The newest wave of hazardous weather has put a stunning amount of life and property at risk in California

The threats to life and property in California brought on by the latest round of dangerous weather have been staggering. Since late December, the death toll from a line of storms has been ever-growing, with at least 18 storm-related deaths reported.

The threats extend to animals in the state as well. The Sacramento Zoo, for example, was forced to close early in the week to clean up storm damage, which included downed tree limbs that littered the facility. All animals were deemed safe by staffers.

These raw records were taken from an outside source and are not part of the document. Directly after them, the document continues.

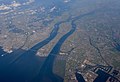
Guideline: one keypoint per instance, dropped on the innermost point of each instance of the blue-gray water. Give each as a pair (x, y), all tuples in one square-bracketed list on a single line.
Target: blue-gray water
[(26, 67)]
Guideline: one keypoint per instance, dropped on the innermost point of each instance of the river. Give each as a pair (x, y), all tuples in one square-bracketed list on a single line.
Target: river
[(26, 67)]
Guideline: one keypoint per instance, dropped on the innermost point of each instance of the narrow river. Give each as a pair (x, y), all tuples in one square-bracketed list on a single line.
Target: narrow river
[(26, 67)]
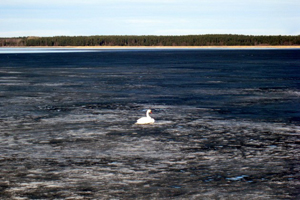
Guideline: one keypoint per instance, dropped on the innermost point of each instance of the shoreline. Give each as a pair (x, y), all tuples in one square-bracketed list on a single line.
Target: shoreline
[(159, 47)]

On a local level, the risk posed to animals at rescue shelters was also high, especially in storm-ridden Monterey County. At Little Hill Sanctuary, animal caretaker Helbard Alkhassadeh and his wife have been working relentlessly to keep more than 100 rescued animals safe and sound, as the intense storms knocked down trees and branches around them.

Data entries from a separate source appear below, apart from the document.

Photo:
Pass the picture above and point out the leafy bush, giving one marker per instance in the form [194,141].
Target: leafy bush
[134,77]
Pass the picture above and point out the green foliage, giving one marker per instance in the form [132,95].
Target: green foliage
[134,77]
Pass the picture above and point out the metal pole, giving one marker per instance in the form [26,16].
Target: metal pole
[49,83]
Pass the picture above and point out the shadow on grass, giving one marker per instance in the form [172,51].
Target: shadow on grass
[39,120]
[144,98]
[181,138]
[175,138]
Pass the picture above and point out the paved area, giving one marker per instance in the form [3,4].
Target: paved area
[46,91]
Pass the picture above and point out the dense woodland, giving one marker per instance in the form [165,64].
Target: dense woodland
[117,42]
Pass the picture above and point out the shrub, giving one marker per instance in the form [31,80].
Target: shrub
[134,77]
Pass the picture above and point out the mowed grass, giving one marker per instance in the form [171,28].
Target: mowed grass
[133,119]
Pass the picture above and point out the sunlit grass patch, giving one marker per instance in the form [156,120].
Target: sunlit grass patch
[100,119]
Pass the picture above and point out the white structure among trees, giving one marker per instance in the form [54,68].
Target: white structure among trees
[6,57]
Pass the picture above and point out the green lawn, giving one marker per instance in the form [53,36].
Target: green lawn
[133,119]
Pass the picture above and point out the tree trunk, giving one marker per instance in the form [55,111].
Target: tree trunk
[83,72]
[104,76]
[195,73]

Pigs take cover at storm-weary Little Hill Sanctuary in Monterey County, California, where intense amounts of rain and mud have put a strain on caretakers. PHOTO BY LITTLE HILL SANCTUARY

The continuous rainfall has proven to be a challenge to keep up with.

“We moved the animals to their new shelter and winter homes, and [the rain] just kept coming,” Alkhassadeh told AccuWeather National Reporter Jillian Angeline. “We have to move 100-pound bales of hay by hand,” he said. “We can’t use anything with wheels, and the mud is 7 to 12 inches deep in some areas.”

The sanctuary’s feed supply was heavily impacted, and the electric-powered water pump on the grounds has been affected by power outages in the area. Little Hill has asked for solar generators, as well as animal feed, via an online wish list to aid in recovery from the storms.

Flooding overtook the Little Hill Sanctuary in Monterey County, California, threatening more than 100 animals at the facility. PHOTO BY LITTLE HILL SANCTUARY

Herd and Flock Animal Sanctuary in Vacaville, located between San Fransisco and Sacramento, has also struggled to keep animals safe and dry.

Co-Founder Meghan Dibble told Angeline that the amount of mud in the area has made it impossible to truck in supplies to the sanctuary, forcing an on-foot delivery. Dibble, along with her wife, hopes the supplies can divert excess water away from their facility.

“We’ve laid out a little bit of plywood here and there in the worst parts,” she said, adding that sandbags have been brought in as well for water diversion.

AccuWeather forecasters warn that another pair of storms will pound California in the coming days, renewing the risks of flooding and landslides that Dibble says are “keeping (her) up at night.” If the pattern continues, places like Little Hill and Herd and Flock may cease to exist in Northern California.

“We don’t think it’s realistic to run an animal rescue in this part of California if this is how the weather is gonna be, and we keep seeing it year after year now,” Alkhassadeh said.

Reporting by AccuWeather’s Jillian Angeline.


Produced in association with AccuWeather.